The day after Los Angeles lost Game 1 of the NBA Finals to the Detroit Pistons on their home court was just like the day after any loss for the Los Angeles Lakers. There was no panic, at least among the players and coaches. There was no lost swagger. There was no credit offered to the opponent.
"I don't think it's anything they did," Lakers center Shaquille O'Neal said Monday. "It's more about us. It's been more about us all year."
O'Neal said the Lakers, 87-75 losers Sunday night, believe they are their own worst enemy as they get ready for Game 2 Tuesday night at Staples Center. The Lakers believe the loss to the Pistons, like some regular season losses and the defeats to San Antonio in the first two games of the Western Conference semifinals, has served as another wake-up call.
"It has gotten our attention," O'Neal said.
Los Angeles, a heavy favorite just as it was in its three previous title runs under Coach Phil Jackson, has been in this situation before. In 2001, it lost the first game to Philadelphia in overtime before winning the next four to claim the title.
The 76ers won their only game because of an incredible effort by guard Allen Iverson (48 points). As that series progressed, injuries to guards Eric Snow and Aaron McKie turned out to be too much for Philadelphia to overcome.
These Pistons are healthy, fearless and most importantly, pretty darn good. They play a style that is disruptive on both ends of the court.
"You've got to give us some credit," said Pistons guard Chauncey Billups, who scored a team-high 22 points in Game 1. "I don't care who it is and what happens. You've got to give us some credit. We took those guys out of a lot of their sets. Offensively, you know, we hit shots. So you can't discredit what we did."
Should the Lakers convincingly defeat Detroit on Tuesday, there could be every reason to believe the Pistons are like every other team that sucker-punched Los Angeles but couldn't withstand the counterattack. However, there are signs that the Eastern Conference champions might have the mettle to take the Lakers' best shot without going down.
Detroit limited Los Angeles to just 40 percent shooting and 75 points, numbers that might seem surprising until put into the context of what the Pistons have done throughout these playoffs. They stifled teams defensively all season, and only turned up the pressure in these playoffs. That is what they do. That is how they win.
"They play a different style of defense," said Kobe Bryant, who made 10 of 27 shots and scored 25 points in the opener. "They show off pick-and-rolls when I come off down screens. They make sure to chase and corral me with either the opposite guard or opposite forward."
There aren't many Lakers' players or coaches who think guard Gary Payton and forward Karl Malone will struggle again like they did in Game 1 (seven points, 3 of 13 shooting combined). Then again, there weren't many Pistons players or coaches who think leading scorer Richard Hamilton figures to shoot a woeful 5 of 16 and score just 12 points throughout the series, either.
"I've watched them play and I don't think that was a typical Laker game," said Detroit Coach Larry Brown, who coached the Sixers in that 2001 series.

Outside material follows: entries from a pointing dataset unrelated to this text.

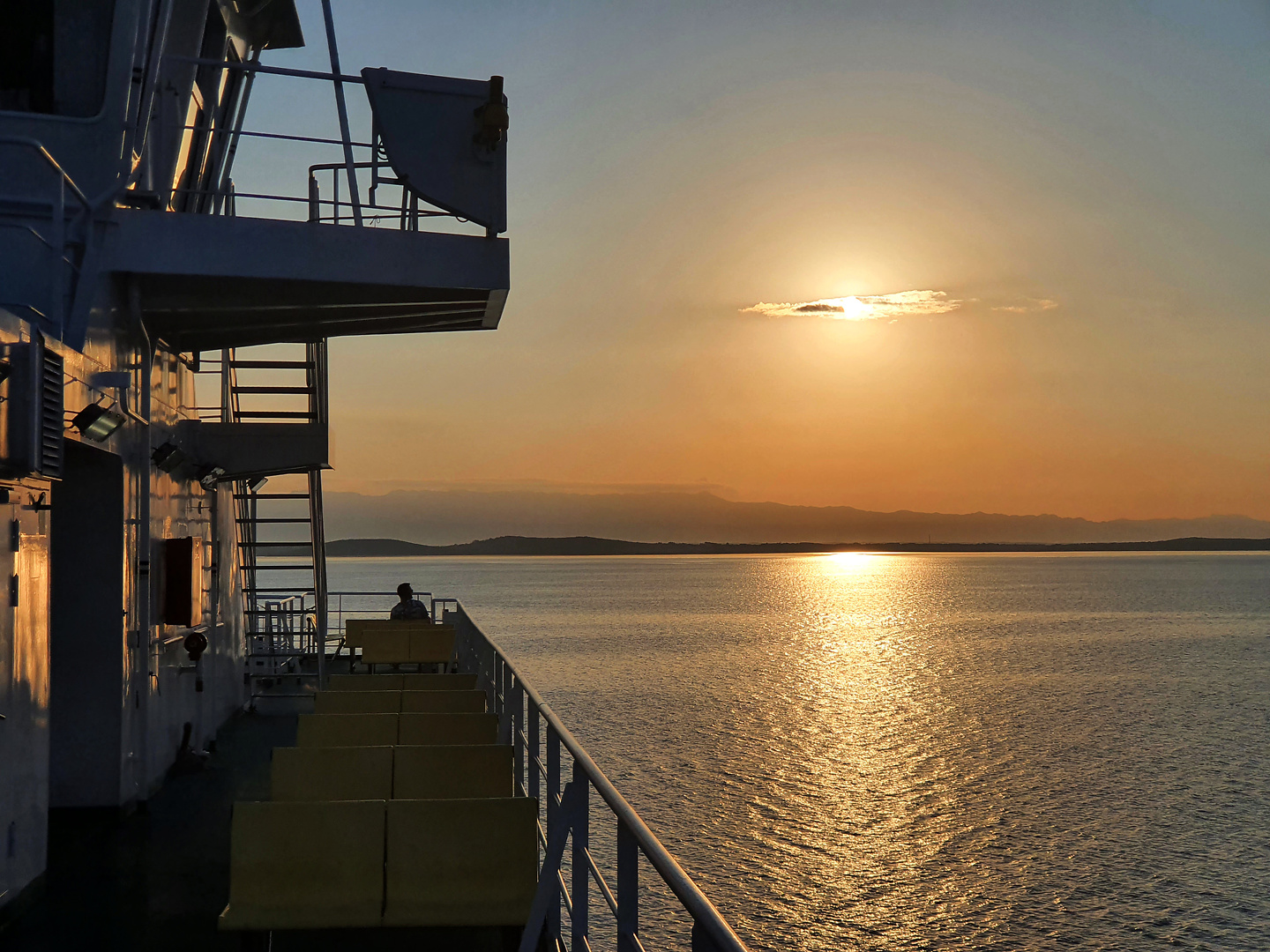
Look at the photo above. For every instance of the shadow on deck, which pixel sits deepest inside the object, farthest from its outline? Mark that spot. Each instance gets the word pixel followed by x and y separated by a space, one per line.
pixel 159 877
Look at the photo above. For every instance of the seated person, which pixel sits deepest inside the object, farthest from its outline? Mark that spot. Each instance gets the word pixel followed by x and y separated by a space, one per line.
pixel 409 608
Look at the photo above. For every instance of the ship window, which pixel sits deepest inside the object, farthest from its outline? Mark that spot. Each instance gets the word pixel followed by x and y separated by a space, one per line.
pixel 54 55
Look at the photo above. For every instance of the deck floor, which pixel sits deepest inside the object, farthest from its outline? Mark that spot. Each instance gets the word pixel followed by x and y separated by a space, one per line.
pixel 159 877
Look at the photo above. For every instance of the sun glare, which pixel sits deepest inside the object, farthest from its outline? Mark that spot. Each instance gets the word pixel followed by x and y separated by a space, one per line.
pixel 862 308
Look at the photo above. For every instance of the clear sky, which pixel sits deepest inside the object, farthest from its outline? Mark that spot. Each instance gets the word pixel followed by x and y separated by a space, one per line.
pixel 1081 192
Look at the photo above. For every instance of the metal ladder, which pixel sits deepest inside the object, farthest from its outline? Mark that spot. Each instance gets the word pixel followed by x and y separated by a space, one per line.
pixel 286 619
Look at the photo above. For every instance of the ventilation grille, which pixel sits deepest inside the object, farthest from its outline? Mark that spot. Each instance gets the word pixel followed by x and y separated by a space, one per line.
pixel 34 412
pixel 51 406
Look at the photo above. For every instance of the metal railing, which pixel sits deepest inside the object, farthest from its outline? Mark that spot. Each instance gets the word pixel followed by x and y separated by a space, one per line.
pixel 219 195
pixel 61 242
pixel 539 736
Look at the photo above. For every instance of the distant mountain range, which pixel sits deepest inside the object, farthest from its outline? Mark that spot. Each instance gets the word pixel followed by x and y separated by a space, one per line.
pixel 592 546
pixel 451 517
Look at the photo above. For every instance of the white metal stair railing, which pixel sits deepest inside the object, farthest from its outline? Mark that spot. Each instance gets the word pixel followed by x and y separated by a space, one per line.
pixel 285 622
pixel 539 738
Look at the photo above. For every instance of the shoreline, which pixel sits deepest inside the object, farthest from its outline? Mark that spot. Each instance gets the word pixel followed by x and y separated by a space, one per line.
pixel 592 546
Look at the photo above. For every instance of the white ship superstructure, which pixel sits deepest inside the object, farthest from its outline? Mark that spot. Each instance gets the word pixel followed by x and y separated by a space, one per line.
pixel 136 279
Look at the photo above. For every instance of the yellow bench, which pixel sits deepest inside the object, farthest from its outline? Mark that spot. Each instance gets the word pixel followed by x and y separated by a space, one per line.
pixel 398 701
pixel 398 682
pixel 306 866
pixel 460 862
pixel 332 773
pixel 452 772
pixel 355 628
pixel 435 645
pixel 347 730
pixel 386 773
pixel 324 730
pixel 444 729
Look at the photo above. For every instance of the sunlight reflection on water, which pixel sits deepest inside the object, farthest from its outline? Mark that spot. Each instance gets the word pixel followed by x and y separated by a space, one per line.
pixel 915 752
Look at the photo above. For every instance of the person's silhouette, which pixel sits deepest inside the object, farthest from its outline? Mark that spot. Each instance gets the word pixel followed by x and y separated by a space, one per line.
pixel 409 608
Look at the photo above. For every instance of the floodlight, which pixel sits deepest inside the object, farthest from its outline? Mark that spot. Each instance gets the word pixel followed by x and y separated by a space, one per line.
pixel 94 421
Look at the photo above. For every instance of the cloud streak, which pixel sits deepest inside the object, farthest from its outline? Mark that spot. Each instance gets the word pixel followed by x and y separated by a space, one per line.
pixel 863 308
pixel 1029 305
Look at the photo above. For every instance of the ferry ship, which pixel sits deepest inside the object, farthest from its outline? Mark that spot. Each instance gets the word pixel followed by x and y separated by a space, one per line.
pixel 195 747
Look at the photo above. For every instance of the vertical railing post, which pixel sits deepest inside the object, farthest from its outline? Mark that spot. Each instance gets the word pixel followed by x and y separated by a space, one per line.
pixel 504 715
pixel 534 752
pixel 519 736
pixel 554 819
pixel 57 311
pixel 628 889
pixel 579 867
pixel 343 115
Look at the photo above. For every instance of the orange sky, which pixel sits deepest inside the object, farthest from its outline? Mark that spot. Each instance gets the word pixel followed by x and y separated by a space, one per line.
pixel 1093 188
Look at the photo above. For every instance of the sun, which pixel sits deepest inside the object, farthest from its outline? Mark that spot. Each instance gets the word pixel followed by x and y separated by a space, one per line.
pixel 852 309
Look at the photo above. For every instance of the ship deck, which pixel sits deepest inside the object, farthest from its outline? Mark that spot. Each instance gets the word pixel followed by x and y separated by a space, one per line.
pixel 159 877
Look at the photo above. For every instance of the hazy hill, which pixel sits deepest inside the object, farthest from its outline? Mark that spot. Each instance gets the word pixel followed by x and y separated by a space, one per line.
pixel 591 546
pixel 442 518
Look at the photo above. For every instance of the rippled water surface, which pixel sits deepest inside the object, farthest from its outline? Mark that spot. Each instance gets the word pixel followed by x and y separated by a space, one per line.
pixel 917 752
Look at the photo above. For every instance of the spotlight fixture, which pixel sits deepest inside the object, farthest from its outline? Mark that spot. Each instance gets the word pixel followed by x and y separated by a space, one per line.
pixel 210 475
pixel 168 457
pixel 94 421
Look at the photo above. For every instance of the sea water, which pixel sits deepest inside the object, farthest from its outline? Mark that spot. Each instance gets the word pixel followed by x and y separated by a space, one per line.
pixel 914 752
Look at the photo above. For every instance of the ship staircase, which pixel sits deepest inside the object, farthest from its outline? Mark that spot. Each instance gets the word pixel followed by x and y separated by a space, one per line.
pixel 280 544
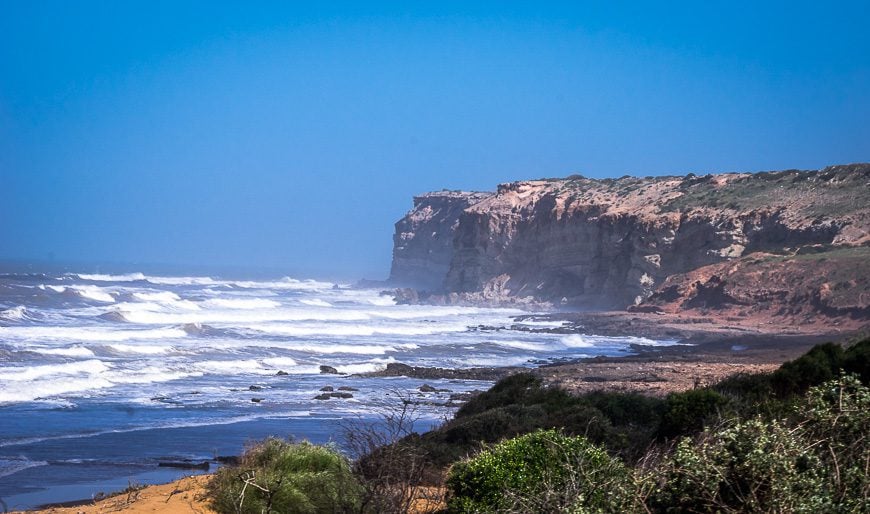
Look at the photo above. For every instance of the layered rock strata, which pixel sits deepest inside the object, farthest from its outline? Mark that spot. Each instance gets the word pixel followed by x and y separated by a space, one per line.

"I don't know how many times in Payton's career or Karl Malone's career they are going to have a game like that, where they really weren't involved a lot. I don't know how many times they are going to score 75 points at home in a playoff game.
"But I thought we played pretty good. We shot 47 percent. We rebounded the ball effectively and we had four turnovers in the second half. We had a contribution from a lot of people. In my eyes, we played pretty darn good. I won't dispute Shaq's assessment of the way their team played. That's not a typical Laker game."
Said a confident Bryant, "We made some adjustments, and I think we'll do better."
One of those adjustments will be adhering more to the spacing and passing principles of Jackson's triangle offense. With Detroit not willing to double team on the ball much in the post -- surprisingly against O'Neal -- passing and driving lanes could surface. Los Angeles also plans on pressuring the Pistons more to force turnovers and speed up the tempo of the game.
Detroit dictated the pace by harassing the Lakers in the back court to take time off the 24-second shot clock, which, in turn, limited Los Angeles in its attempt to set up its half-court offense. The Pistons also milked just about every second off the shot clock before they put up shots, a tactic that allowed them to slow down the game and lull the Lakers and their fans to boredom.
"We won because we made shots, which got our defense a chance to set up and that maybe impacted the Lakers a little bit," Brown said.
Tactical changes won't mean much if the Lakers aren't able to bounce back mentally, like they have before.
"This is a team that I've -- a lot of people have -- wondered what team is going to show up," Jackson said. "I was not surprised by [Sunday] night's game. I wasn't happy with it and we'd like to have a better effort but this is a team that grows in its ability as a series goes on and it understands the territory."